Juste avant la Révolution, les finances royales sont dans un état catastrophique, avec une dette évaluée entre 4 et 5 milliards de livres ; la moitié du budget royal sert à résorber cette dette qui ne fait qu’augmenter. En 1789, la convocation des états généraux doit permettre de trouver des solutions collectives au marasme financier et à la dégradation de la situation dans le pays, en ces termes :
« De par le Roi,
Nous avons besoin du concours de nos fidèles sujets pour Nous aider à surmonter toutes les difficultés où Nous Nous trouvons relativement à l’état de Nos finances, et pour établir, suivant nos vœux, un ordre constant et invariable dans toutes les parties du gouvernement qui intéressent le bonheur de nos sujets et la prospérité de Notre royaume. Ces grands motifs Nous ont déterminé à convoquer l’Assemblée des États de toutes les provinces de notre obéissance, tant pour Nous conseiller et Nous assister dans toutes les choses qui seront mises sous nos yeux, que pour Nous faire connaître les souhaits et doléances de nos peuples, de manière que par une mutuelle confiance et par un amour réciproque entre le souverain et ses sujets, il soit apporté le plus promptement possible un remède efficace aux maux de l’État, que les abus de tous genre soient réformés et prévenus par de bons et solides moyens qui assurent la félicité publique et qui nous rendent à Nous particulièrement, le calme et la tranquillité dont Nous sommes privés depuis si longtemps.
    Donné à Versailles, le 14 janvier 1789. »



Les Lumières illuminant le monde des idées…
Ce que l’on qualifie de " mouvement des Lumières " a été illustré, dans nos manuels d’histoire, par des tableaux de ce genre. Aristocrates et bourgeois éclairés ouvrent leur salon aux écrivains, philosophes, artistes savants et autres penseurs éclairés. Le dernier salon où l’on cause, le dernier salon où il faut être. Ce soir-là, chez Mme Geoffrin, on aurait pu croiser Marivaux, Rousseau, Quesnay, Diderot, Montesquieu, Helvétius, d’Alembert, Buffon…
Le tableau ci-dessous a été commandé par Joséphine de Beauharnais pour orner le château de La Malmaison ; c’est un " faux historique " puisque le peintre imagine en fait une réunion de toutes les célébrités qui auraient pu fréquenter le salon.

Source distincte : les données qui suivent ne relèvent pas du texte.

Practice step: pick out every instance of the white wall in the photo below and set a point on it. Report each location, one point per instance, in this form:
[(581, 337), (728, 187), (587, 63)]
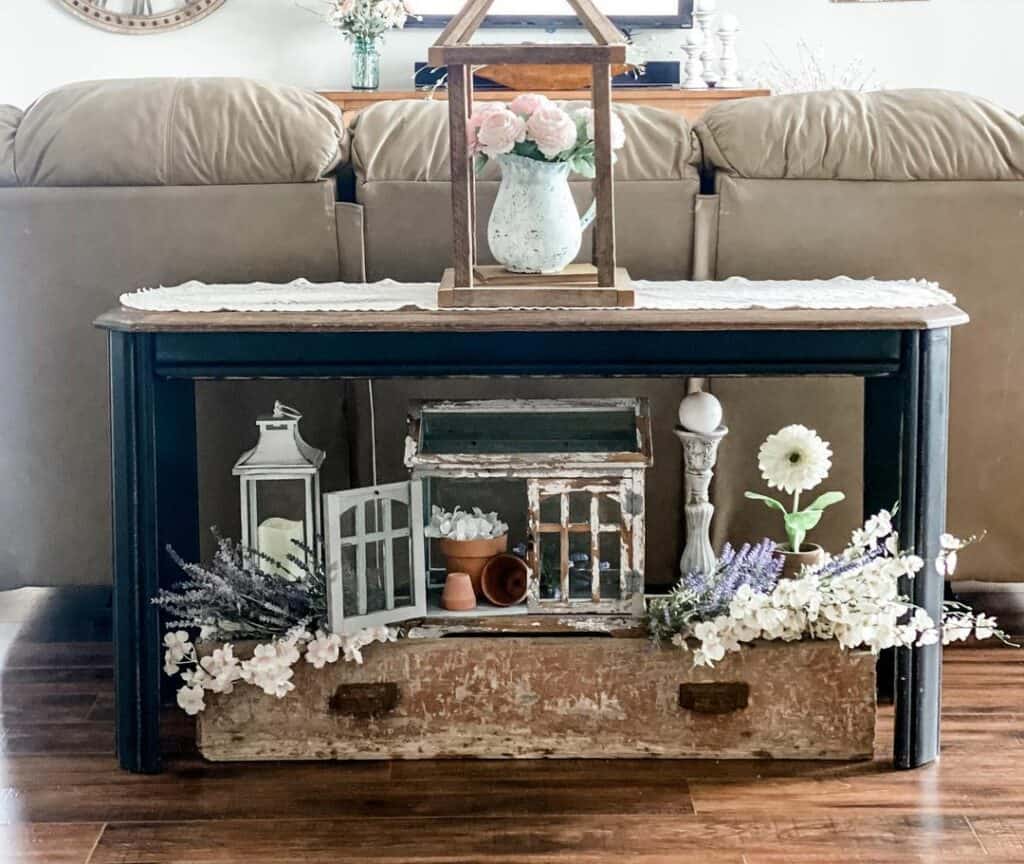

Lecture de la tragédie de l’Orphelin de la Chine de Voltaire,
dans le salon de madame Geoffrin, tableau de Lemonnier, 1812
Un tel spectacle n’est pas sans rappeler certains colloques ou autres prestigieuses émissions culturelles de la télévision où sont invités les grands intellectuels du moment. Qu’aurions-nous aujourd’hui, autour d’une Mme Geoffrin moderne : BHL, Régis Debray, Stéphane Hessel, la bande des Michel (Godet, Serres, Onfray, Pebereau), Jean Daniel, Marcel Gauchet, la bande des Alain (Badiou, Finkielkraut, Minc)…
À cette époque, l’intellectuel français s’exporte bien ; des philosophes éclairés conseillent des despotes…éclairés comme Voltaire avec le roi de Prusse Frédéric II, comme Diderot avec Catherine II de Russie. C’est dire si le régime monarchique français ne savait pas tirer parti de ses esprits brillants.


[1] Les populistes d’aujourd’hui parlent " d’élites mondialisées " ; pourrait-on dire qu’au XVIIIe, les élites européennes étaient " francisées "…Autre commentaire : en France également, le français n’était parlé que par l’élite.
[2] Les petits paysans du Sud-Ouest, n’ayant plus le droit de transmettre leur terre à un seul héritier, font en sorte de n’avoir qu’un seul enfant.